Plus sérieusement, il déplore que l’Eglise – locale?- ne soit pas suffisamment présente auprès des malades, de ceux qui les soignent et de ceux, toujours plus nombreux, qui souffrent des retombées économiques et sociales de cette pandémie. A Genève, des files impressionnantes de nouveaux indigents mendient leur carton de nourriture.

Ce n’est pas mon rôle de confirmer ou d’infirmer ce reproche. Mais c’est un fait que les religieux et religieuses ont visiblement disparu des institutions sociales et sanitaires du pays. Plus de voile, de froc, de cornette ou de soutane pour les identifier. L’absence de ces signes extérieurs ne prouve pas encore la désertion de l’Eglise. Car ce sont désormais des laïcs qui la représentent sur ces champs de bataille. Ils sont loin d’être inactifs, même s’ils restent discrets sur leur appartenance ecclésiale.

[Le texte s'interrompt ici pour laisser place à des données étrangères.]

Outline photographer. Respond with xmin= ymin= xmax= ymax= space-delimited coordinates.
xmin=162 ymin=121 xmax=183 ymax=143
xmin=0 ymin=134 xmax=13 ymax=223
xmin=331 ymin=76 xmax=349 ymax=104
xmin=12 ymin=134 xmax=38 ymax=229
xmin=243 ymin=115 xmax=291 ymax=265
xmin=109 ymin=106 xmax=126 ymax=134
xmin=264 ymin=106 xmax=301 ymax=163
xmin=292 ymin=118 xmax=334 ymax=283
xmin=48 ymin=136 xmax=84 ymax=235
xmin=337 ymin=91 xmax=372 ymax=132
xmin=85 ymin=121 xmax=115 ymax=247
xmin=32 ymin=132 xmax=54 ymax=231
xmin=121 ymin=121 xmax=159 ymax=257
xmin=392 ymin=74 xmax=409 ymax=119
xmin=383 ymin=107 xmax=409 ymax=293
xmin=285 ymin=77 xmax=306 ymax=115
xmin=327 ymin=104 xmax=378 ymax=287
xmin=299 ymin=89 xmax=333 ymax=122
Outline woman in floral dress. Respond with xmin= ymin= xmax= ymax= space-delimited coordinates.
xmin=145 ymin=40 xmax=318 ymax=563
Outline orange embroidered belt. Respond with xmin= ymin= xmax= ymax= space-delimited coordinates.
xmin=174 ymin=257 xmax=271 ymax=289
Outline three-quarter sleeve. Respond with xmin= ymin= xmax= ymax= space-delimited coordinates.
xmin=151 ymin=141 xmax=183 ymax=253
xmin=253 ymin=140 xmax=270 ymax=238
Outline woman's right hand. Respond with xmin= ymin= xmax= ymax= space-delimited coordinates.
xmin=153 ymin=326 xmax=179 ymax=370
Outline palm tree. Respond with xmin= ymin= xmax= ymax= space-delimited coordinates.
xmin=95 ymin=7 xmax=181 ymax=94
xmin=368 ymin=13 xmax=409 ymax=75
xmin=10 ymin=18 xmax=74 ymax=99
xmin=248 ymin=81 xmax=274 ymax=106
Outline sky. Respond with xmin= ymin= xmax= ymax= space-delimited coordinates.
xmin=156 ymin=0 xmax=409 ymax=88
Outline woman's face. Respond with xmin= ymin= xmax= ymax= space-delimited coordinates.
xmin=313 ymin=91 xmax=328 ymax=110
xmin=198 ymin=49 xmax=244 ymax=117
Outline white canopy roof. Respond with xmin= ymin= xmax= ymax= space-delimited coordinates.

Le reproche de Bernard Miserez reflète la perception encore vivace d’une Eglise qui ne s’identifie qu’avec son clergé et non pas avec «le peuple de Dieu» formé de l’ensemble des baptisés. Une Eglise centrée exclusivement sur les sacrements – Bernard Miserez parle «d’obésité liturgique» – de préférence à d’autres formes de présence et d’accompagnement évangéliques.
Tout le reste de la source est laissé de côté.